Cable Lobbying Group Claims More Competition Would Hurt Consumers
from the insult-to-injury dept
The FCC recently voted 4-1 to approve Charter’s $79 billion acquisition of Time Warner Cable and Bright House Networks. The agency just released its full order (pdf) pertaining to the deal, outlining the various conditions the FCC hopes to enforce to keep Charter from simply becoming another Comcast. Among them are a seven-year ban on usage caps, a seven-year ban on charging for direct interconnection (the heart of the telecom industry’s battle with Netflix last year), and a ban on any attempt to pressure broadcasters into refusing deals with streaming video providers.

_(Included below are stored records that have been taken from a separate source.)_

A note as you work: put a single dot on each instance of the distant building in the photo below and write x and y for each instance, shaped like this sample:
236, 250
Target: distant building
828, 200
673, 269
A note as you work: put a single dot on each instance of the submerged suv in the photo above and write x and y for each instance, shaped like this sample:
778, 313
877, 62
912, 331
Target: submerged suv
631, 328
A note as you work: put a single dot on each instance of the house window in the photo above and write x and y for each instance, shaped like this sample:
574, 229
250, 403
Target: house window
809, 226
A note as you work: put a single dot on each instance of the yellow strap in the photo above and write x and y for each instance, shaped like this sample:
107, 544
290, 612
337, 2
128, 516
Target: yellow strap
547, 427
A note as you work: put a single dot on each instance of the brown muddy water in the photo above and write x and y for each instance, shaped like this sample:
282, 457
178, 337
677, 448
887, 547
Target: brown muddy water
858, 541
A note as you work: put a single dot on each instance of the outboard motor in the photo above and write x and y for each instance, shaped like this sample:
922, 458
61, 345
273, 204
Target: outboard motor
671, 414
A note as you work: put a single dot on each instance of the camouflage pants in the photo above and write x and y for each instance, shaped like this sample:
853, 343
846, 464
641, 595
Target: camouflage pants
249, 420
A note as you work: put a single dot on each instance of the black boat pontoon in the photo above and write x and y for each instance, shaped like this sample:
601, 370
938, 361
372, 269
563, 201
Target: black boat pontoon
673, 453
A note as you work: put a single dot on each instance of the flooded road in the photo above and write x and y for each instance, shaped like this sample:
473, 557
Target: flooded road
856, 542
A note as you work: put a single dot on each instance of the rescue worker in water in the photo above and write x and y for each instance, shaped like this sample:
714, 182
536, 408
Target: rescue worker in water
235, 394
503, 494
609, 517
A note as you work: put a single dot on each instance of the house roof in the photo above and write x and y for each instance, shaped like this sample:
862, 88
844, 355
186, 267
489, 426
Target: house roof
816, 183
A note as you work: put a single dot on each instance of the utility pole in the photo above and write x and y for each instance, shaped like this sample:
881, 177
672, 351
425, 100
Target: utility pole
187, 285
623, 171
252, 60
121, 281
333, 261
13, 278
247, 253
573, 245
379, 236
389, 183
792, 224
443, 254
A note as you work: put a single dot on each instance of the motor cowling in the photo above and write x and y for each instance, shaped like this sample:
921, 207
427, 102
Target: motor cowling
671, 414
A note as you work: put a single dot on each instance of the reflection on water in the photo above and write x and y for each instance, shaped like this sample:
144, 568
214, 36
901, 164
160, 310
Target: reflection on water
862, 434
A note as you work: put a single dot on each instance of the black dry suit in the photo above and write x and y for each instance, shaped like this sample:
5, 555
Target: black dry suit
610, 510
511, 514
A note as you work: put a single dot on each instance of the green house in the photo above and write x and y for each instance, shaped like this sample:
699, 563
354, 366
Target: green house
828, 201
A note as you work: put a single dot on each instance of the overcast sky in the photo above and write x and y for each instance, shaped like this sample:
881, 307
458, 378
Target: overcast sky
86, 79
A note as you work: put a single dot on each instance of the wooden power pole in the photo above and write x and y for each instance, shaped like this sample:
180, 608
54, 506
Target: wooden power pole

But the FCC says the merger conditions also require Charter to deploy broadband service to an additional 2 million locations, one million of which need to already be served by another competing provider. The faint threat of competition was enough to upset the American Cable Association (ACA), the lobbying organization for smaller cable providers. According to ACA CEO Matthew Polka, the added competition will actually be a horrible thing for consumers, because, uh, well, just because:
“The requirement on Charter to overbuild competitors will harm consumers in two ways…First, it will harm Charter’s customers by preventing Charter from investing its resources most efficiently, such as by upgrading its networks to higher speeds. Second, it will harm customers of local, small providers when these customers are satisfied with their existing service.”
And here you were thinking competition was a good thing. Of course, if these smaller cable operators don’t want Charter coming to town and taking their milk money, they could simply offer cheaper, faster service themselves. Granted that’s a totally foreign concept in the cable industry, where large and small cable operators alike have grown comfortable with not only local regulatory capture, but a lack of competition in the broadband space entirely.
Any disruption of this paradigm, no matter how minor, results in all manner of histrionics — and a quick onset of amnesia regarding the fact that nobody likes cable companies after a generation of poor service and apathy, and therefore will never, ever feel bad for them.
If history is any indication the ACA really doesn’t need to worry all that much. Traditionally in telecom, FCC conditions requiring that an ISP “expand to X number of additional homes” are usually conditions that the merging companies volunteer themselves. Why? It’s most frequently because that expansion either already happened (and the paperwork hasn’t been filed yet) — or was slated to happen as a matter of course. Or it may not happen at all; such expansion promises are usually never really independently audited by the FCC, which lets companies string the FCC along with an endless flood of expansion promises that more often than not aren’t even real.
In other words, the ACA’s decision to insult the intelligence of an already annoyed customer base by pretending competition would be bad for them — only adds insult to injury. Instead of whining about competition, how about just competing? Better yet, how about competing with Charter using a strange, outdated idea known as better customer service?